La prosa di Un dettaglio minore descrive minuziosamente ogni movimento compiuto da entrambi i protagonisti: nella prima parte l’ufficiale si lava, si cambia i vestiti, cerca insetti, si scalda col corpo della giovane beduina; nella seconda parte la donna scende dall’auto, apre il cancello, torna in macchina. Ma, mentre l’ufficiale si muove sicuro, senza particolari ansie, i movimenti della donna sono costantemente dettati dalla paura. Questa attenzione ossessiva al dettaglio fisico ha un duplice scopo narrativo: da un lato accentua il realismo del racconto, dall’altro evidenzia il contrasto tra la libertà dell’oppressore e la precarietà dell’oppresso. La Shibli mostra come il calvario di un popolo possa essere fatto di innumerevoli insostenibili “dettagli minori”. Il titolo del romanzo sottende una penosa ironia: ciò che viene presentato come “dettaglio minore” è in realtà il cuore della tragedia, per cui ogni singolo atto di violenza, apparentemente isolato, si rivela parte di un più ampio, sistematico “memoricidio”. E’ infatti proprio in quello spazio apparentemente marginale della Storia con la “S” maiuscola che la Letteratura trova la sua ragion d’essere più profonda. Mentre gli archivi custodiscono i “grandi eventi”, i documenti ufficiali, le date e i nomi della narrazione dominante, la Letteratura si insinua negli interstizi, recuperando ciò che la Storia ha ritenuto di tralasciare.

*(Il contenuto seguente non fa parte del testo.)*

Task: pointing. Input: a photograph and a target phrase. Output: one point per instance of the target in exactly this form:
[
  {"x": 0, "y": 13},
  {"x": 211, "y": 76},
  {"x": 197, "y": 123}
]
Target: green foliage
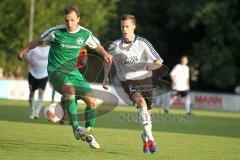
[
  {"x": 48, "y": 13},
  {"x": 218, "y": 48}
]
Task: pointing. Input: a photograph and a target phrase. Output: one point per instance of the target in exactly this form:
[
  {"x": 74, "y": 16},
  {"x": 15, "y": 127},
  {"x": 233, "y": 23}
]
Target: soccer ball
[{"x": 54, "y": 112}]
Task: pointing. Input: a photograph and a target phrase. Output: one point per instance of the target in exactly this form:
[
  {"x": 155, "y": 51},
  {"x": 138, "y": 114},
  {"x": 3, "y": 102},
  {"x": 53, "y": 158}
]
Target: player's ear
[{"x": 134, "y": 26}]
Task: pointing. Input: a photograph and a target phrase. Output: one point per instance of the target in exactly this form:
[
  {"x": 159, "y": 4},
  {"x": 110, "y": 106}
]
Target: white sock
[
  {"x": 145, "y": 118},
  {"x": 187, "y": 105},
  {"x": 39, "y": 105},
  {"x": 31, "y": 107}
]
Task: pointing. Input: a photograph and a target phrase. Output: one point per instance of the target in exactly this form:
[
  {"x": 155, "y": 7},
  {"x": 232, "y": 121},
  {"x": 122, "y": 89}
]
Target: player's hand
[
  {"x": 108, "y": 57},
  {"x": 157, "y": 64},
  {"x": 106, "y": 83},
  {"x": 20, "y": 56}
]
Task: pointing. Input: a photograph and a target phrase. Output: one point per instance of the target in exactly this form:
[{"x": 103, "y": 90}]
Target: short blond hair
[{"x": 129, "y": 16}]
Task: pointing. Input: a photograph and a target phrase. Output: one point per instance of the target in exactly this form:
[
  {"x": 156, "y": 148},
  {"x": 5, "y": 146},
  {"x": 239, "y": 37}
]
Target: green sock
[
  {"x": 90, "y": 116},
  {"x": 72, "y": 112}
]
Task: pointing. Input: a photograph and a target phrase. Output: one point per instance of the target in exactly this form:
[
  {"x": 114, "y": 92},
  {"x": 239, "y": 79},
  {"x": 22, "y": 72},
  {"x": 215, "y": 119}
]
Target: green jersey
[
  {"x": 63, "y": 54},
  {"x": 65, "y": 46}
]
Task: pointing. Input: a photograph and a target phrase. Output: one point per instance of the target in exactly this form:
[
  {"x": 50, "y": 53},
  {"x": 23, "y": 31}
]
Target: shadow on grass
[{"x": 197, "y": 124}]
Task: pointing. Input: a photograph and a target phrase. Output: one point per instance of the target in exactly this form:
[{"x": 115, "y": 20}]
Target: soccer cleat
[
  {"x": 81, "y": 133},
  {"x": 36, "y": 116},
  {"x": 91, "y": 141},
  {"x": 152, "y": 146},
  {"x": 145, "y": 145}
]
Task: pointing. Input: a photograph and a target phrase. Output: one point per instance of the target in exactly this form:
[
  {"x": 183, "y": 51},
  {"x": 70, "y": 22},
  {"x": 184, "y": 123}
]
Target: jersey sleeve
[
  {"x": 150, "y": 52},
  {"x": 92, "y": 42},
  {"x": 111, "y": 48}
]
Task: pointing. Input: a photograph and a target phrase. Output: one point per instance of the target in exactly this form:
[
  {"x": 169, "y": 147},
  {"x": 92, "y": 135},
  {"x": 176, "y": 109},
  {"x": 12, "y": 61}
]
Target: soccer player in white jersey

La violenza sulla giovane beduina – un episodio assente negli archivi militari, che non è stato registrato nelle cronache del tempo – diventa attraverso la scrittura della Shibli non solo un atto di resistenza alla rimozione, ma anche una potente metafora della capacità della Letteratura di lasciare una traccia di ciò che è stato silenziato.